The London Bridge Pret A Manger is managed by a gentleman of boundless enthusiasm, both for his job and for the rules it requires him to enforce. I often see him upbraiding staff – in a friendly way, naturally – for incorrect cap position, insufficient service speed, etc. His main role in the customers’ lives, though – a thankless one – is to inform us that there are six open tills and can we please form six queues, instead of, as invariably happens, one big long queue which fills individual tills from the front. Is he right?

sammiches.jpg I have drawn an scientific DIAGRAM of the Pret a Manger London Bridge layout which I reproduce here. The black dots represent queueing individuals in the formation that they commonly (without prior planning) adopt. The red dots represent the queuing layout that the manager wants them to adopt.

The manager’s version is clearly more efficient when it comes to minimising queue length and from a management perspective it allows him a fairer assessment of the performances of individual workers. But the longer queue is in the collective interests, not only of current customers in the shop but also of prospective shop entrants (I’m assuming, and my own experience tallies with this, that neither method has a positive impact on the time it takes you to get served, though see below for more on this).

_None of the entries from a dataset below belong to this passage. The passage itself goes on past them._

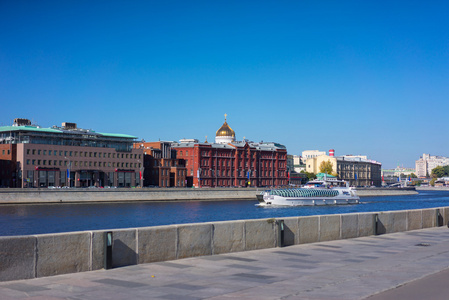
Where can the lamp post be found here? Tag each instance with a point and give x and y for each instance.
(141, 173)
(68, 171)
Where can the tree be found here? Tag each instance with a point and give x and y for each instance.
(326, 167)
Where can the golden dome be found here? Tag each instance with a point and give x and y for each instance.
(225, 130)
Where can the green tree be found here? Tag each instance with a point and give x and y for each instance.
(326, 167)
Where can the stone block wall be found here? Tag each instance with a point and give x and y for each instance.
(25, 257)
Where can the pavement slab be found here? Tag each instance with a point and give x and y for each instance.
(407, 265)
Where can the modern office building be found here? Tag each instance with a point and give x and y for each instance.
(68, 156)
(426, 163)
(162, 168)
(231, 163)
(356, 170)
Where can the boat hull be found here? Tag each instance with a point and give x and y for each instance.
(274, 200)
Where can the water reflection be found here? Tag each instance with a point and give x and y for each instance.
(61, 217)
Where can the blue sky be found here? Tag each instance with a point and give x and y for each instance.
(360, 77)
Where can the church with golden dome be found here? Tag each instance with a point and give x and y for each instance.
(225, 134)
(232, 163)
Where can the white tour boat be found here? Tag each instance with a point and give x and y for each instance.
(317, 192)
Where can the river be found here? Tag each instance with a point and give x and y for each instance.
(26, 219)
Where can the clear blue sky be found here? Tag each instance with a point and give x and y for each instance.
(361, 77)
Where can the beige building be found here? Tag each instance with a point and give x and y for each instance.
(355, 170)
(427, 163)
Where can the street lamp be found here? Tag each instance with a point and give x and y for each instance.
(68, 171)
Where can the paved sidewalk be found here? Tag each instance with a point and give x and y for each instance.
(376, 267)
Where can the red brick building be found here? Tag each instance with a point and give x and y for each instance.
(230, 163)
(161, 166)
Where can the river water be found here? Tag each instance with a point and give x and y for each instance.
(51, 218)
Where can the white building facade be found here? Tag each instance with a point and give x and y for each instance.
(426, 163)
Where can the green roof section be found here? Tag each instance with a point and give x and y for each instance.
(59, 131)
(118, 135)
(29, 128)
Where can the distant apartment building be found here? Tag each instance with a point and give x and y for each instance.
(67, 156)
(162, 168)
(307, 154)
(397, 172)
(426, 163)
(356, 170)
(231, 163)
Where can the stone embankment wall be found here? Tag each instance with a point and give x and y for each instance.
(24, 257)
(34, 196)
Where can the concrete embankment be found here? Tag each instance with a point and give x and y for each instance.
(35, 196)
(24, 257)
(432, 188)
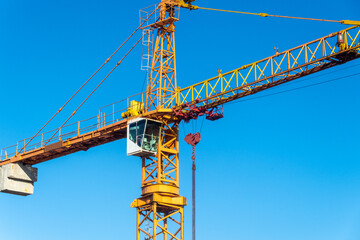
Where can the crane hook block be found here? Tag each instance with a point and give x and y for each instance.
(193, 139)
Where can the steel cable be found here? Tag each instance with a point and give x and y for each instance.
(87, 81)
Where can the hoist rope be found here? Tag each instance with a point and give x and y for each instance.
(279, 16)
(87, 81)
(193, 194)
(95, 89)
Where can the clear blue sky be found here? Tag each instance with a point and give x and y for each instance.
(284, 167)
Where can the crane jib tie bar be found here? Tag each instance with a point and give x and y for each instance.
(193, 7)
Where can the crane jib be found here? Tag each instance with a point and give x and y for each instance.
(311, 57)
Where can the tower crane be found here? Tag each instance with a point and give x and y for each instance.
(151, 125)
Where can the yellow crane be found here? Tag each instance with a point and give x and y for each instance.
(151, 125)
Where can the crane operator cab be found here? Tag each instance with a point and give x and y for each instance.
(143, 137)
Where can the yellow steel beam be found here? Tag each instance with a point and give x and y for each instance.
(334, 49)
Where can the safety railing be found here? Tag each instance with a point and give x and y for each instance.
(107, 115)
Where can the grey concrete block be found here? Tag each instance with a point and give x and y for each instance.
(16, 178)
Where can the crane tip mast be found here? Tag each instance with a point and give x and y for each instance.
(151, 124)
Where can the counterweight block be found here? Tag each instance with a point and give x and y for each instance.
(18, 179)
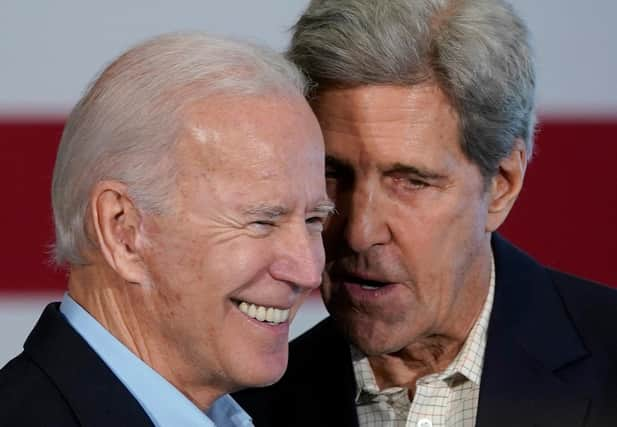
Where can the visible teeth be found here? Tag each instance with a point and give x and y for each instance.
(261, 313)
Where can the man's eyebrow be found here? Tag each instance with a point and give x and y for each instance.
(266, 211)
(413, 170)
(325, 207)
(337, 163)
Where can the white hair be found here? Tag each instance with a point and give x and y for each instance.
(478, 51)
(129, 119)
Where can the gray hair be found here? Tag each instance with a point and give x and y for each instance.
(477, 51)
(130, 118)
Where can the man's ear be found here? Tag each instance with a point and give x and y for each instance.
(116, 223)
(506, 185)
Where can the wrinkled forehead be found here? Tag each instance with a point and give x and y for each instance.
(254, 137)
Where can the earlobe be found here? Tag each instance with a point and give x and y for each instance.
(116, 224)
(506, 185)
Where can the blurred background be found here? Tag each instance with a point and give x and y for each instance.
(49, 51)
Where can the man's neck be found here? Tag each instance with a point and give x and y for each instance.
(125, 313)
(433, 353)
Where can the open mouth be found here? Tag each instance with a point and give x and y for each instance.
(364, 283)
(262, 313)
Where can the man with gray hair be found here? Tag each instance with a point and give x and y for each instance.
(189, 198)
(427, 109)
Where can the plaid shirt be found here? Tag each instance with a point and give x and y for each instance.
(445, 399)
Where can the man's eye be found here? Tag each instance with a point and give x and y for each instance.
(316, 223)
(410, 183)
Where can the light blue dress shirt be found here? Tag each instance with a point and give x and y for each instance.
(165, 405)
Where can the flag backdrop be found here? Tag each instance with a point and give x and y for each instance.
(566, 216)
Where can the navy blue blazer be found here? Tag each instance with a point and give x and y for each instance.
(550, 360)
(59, 381)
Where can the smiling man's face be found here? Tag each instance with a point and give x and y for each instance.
(242, 249)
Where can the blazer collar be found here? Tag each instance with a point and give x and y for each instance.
(96, 396)
(531, 344)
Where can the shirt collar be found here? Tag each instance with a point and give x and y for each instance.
(467, 364)
(164, 404)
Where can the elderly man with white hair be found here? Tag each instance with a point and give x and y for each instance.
(189, 199)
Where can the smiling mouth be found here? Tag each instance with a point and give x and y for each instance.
(262, 313)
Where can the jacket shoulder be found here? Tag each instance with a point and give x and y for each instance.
(29, 398)
(593, 308)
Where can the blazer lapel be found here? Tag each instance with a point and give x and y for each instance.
(531, 347)
(94, 393)
(321, 371)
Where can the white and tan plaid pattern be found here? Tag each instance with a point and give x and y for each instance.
(445, 399)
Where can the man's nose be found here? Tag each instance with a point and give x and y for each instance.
(301, 261)
(365, 225)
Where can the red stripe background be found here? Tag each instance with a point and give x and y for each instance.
(566, 215)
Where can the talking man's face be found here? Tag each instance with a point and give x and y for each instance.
(242, 249)
(411, 229)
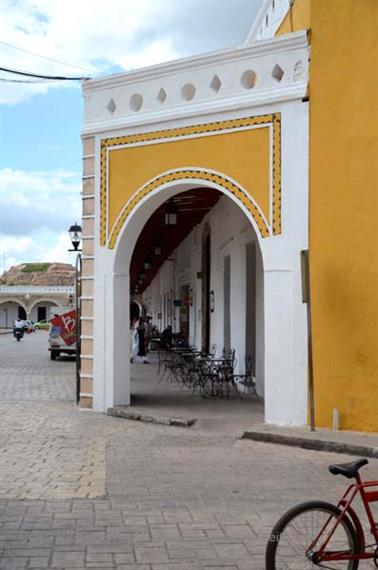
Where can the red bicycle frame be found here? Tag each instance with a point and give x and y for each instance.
(367, 496)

The six short queues favoured by the manager would clearly make access to the tables, and to one end of the sandwich cabinet, more difficult. (Very importantly, this end of the cabinet has the Pret Chocolate Bars in). Whereas the one long queue allows better access to and from table areas and cabinets, with a minimum of queue crossing even at busy times. The crowd here have organised themselves into the most mutually beneficial system possible in terms of using the shop space.

But is this system unstable? Every individual beyond a certain distance in the queue will find their own utility maximised (i.e. will get their nosh faster) if they leave the queue and go immediately to one of the more empty tills. We now have a kind of prisoner’s dilemma in action – Ball in his book talks about the p.d. and game theory but it’s in the bit I haven’t read yet. Some people who are left behind in the main queue or do not redistribute fast enough will then find their utility lowered (i.e. it takes longer to get the sammich).

Left to its own devices the queue doesn’t collapse into sub-queues – whether it’s a spirit of mutual co-operation that drives this, or a kind of selfishness (the benefit created by quicker sandwiches is not equal to the disbenefit created by breaking the social convention) doesn’t really matter. What matters is that the manager’s encouragement to move from long queue to sub-queues creates this collapse, and therefore invariably causes an increase in queueing time for some customers. He really should leave well alone.